Whispers from the Money Supply

In Capital Markets on Mon 3 Oct 2011 at 06:35

Once upon a time (November 2009), I wrote a feature piece over at Seeking Alpha about the decreasing marginal yield of Fed stimulus, Fed swap lines with Europe, and the consequent burgeoning Eurodollar bubble. After reflecting upon August’s US Money Supply data, I think these topics are relevant again.

First off, check out the month-over-month spikes in M1 & M2 Money Supply:

US M1 Money Supply (m/m %change)- big spike in August.

US M2 Money Supply (m/m %change)- spike on par with that of Lehman's collapse.

I’ve mentioned (and predicted) the Fed’s renewed swap lines with the ECB. The Eurocrisis has caused a shortage of dollar funding for European institutions–as suggested by EURUSD FX Future Swaps. In conjunction with a general global flight to safety, it’s responsible for the US money supply spike. Aiding & abetting it all are the Fed’s swap lines, which liquidity seems to have gone straight to domestic USD assets. With explicit QE3 too politically contentious right now, you can start to understand how these foreign swap lines achieve easing via an end-around.

Since the cash has to flow into something, US Treasuries are a readily identifiable security that has spiked in respose. Naturally, the spike has matched that of the US Money Supply, returning Treasury prices to the lofty heights acheived back during Lehman’s collapse. An overlay of the Long Dated Treasury ETF (TLT) and Pan-European Stock Index (FTSEE) is illustrative of the money leaving Europe for the States. Using Lehman as a proxy for panic, it looks like European equities have far to go to match the move already covered by US Treasuries:

FTSEE v TLT monthly- US Treasury spikes match that of the US Money Supply.

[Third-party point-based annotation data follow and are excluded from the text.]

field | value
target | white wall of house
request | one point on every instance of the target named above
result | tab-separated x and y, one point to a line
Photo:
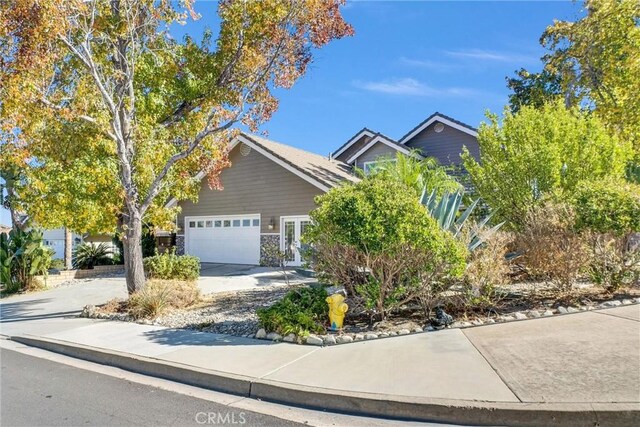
54	239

Treasuries are still the safety trade, despite all the recent hubbub to the contrary. I’ll present that as fact, given the overruling verdict continually delivered by Mr. Market. With all the carnage in European sovereign, corporate and CDS credit markets, do European stocks not deserve to be lying face-down around their late-2008 lows? What’s more, are the Ron Pauls, the Rick Perrys, the American Congress missing this stealthy offshore QE?